When I reach the waist I skip one grommet.


The loop is made by threading the lace on the open grommet above on the same side, then crossing to the grommet below the threaded one on the opposite side.


The loop on the other side is made the same way.


Then I continue lacing back and forth to the bottom of the corset.


The ends are tied together in a bow. Making the loops at the waist with the extra cross keeps them from slipping when you are putting the corset on. The extra cross isn't necessary, it just helps.

So now on to why my corset isn't finished. I'm still having issues with the top edge. I bought lace and ribbon and spent Saturday morning dying both. The lace was originally so white it glared against the fabric, and of corse there was no ribbon to be found that was the same color as the garters and trim on the bottom. So I bound the edge with black bias and pinned the lace in place. Maybe, OK, obviously, I'm over thinking it, but the lace isn't quite right. It's too sugary for my taste.


You can see I pinned ribbon over to get an idea of what it would look like if I bound the edge with aqua bias and left just some of the lace showing. But I'm still not sold. It competes too much with the print of the fabric. Here it is with only plain ribbon to mimic the aqua bias.

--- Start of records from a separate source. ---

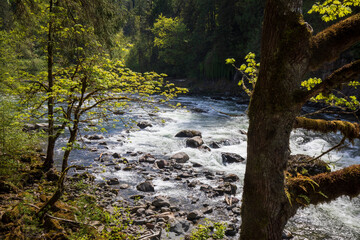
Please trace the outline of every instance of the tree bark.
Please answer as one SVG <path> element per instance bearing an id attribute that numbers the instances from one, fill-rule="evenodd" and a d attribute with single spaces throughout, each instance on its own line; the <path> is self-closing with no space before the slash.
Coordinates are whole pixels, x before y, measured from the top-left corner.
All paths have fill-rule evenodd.
<path id="1" fill-rule="evenodd" d="M 54 130 L 54 97 L 53 94 L 53 65 L 54 65 L 54 37 L 53 37 L 53 0 L 49 1 L 49 29 L 47 42 L 47 71 L 48 71 L 48 145 L 46 150 L 46 159 L 44 162 L 44 169 L 49 170 L 54 165 L 54 150 L 55 150 L 55 130 Z"/>
<path id="2" fill-rule="evenodd" d="M 312 36 L 301 10 L 302 0 L 266 2 L 261 65 L 249 106 L 241 240 L 281 239 L 286 222 L 297 209 L 291 207 L 284 191 L 284 171 L 295 119 L 311 97 L 309 93 L 304 96 L 301 81 L 309 70 L 334 60 L 359 41 L 358 15 Z M 357 32 L 353 33 L 354 30 Z M 339 41 L 344 36 L 348 38 Z M 331 54 L 326 58 L 328 51 Z M 353 71 L 351 77 L 356 74 Z M 333 80 L 339 76 L 335 74 Z"/>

That is my favorite. Of course by time I finally arrived at this point the Oscars were ready to air and I had to watch. But I've made the correct decision, right?

February 24, 2012

1911 - flossing diagram


Before I dash off to purchase better thread for flossing I thought I'd share the stitching diagram.


The needle comes out from the interior to the exterior of the corset on hole number 1, and goes back in on hole 2, out at 3, in at 4, and so on. Stitching in this order allows the thread to show on the front of the corset, but only small stitches will be visible on the interior of the corset. I may round the bottom of the arrows instead of keeping the straight line, and I may need eight stitches across instead of seven, but you get the idea.

Week eight of the sew along is done! I'll finish the flossing this weekend and lace the corset on Monday. Sew along participants who feel like they are off schedule can catch up this weekend too, and please do share images of your finished work on flickr group page. It is so exciting watching the progress of everyone's corsets, I can't wait to see more as they are completed!

February 23, 2012

1911 - functional and decorative


Flossing not only keeps the boning snug in it's channel, it's pretty too. Yea. By the nineteen teens the era of elaborate flossing had waned, but that's no reason you can't go crazy and add ornate embroidery to your sew along corset. Just grab and embroidery needle and thread. The thread can be silk, or a few strands of embroidery floss, or button hole twist like I used on the black sample below.


The aqau is the same thread I used to sew the bias trim and garters and it's a bit spindly, but good enough for a color test. Let's get a better idea of how it would look on the corset.


Aqua, right? The black creates a triangular hole on the corset and is also too geometric against the organic print. The aqua is airier and picks up the color of the bias but doesn't compete with the flower on the print. Who's with me? Aqua!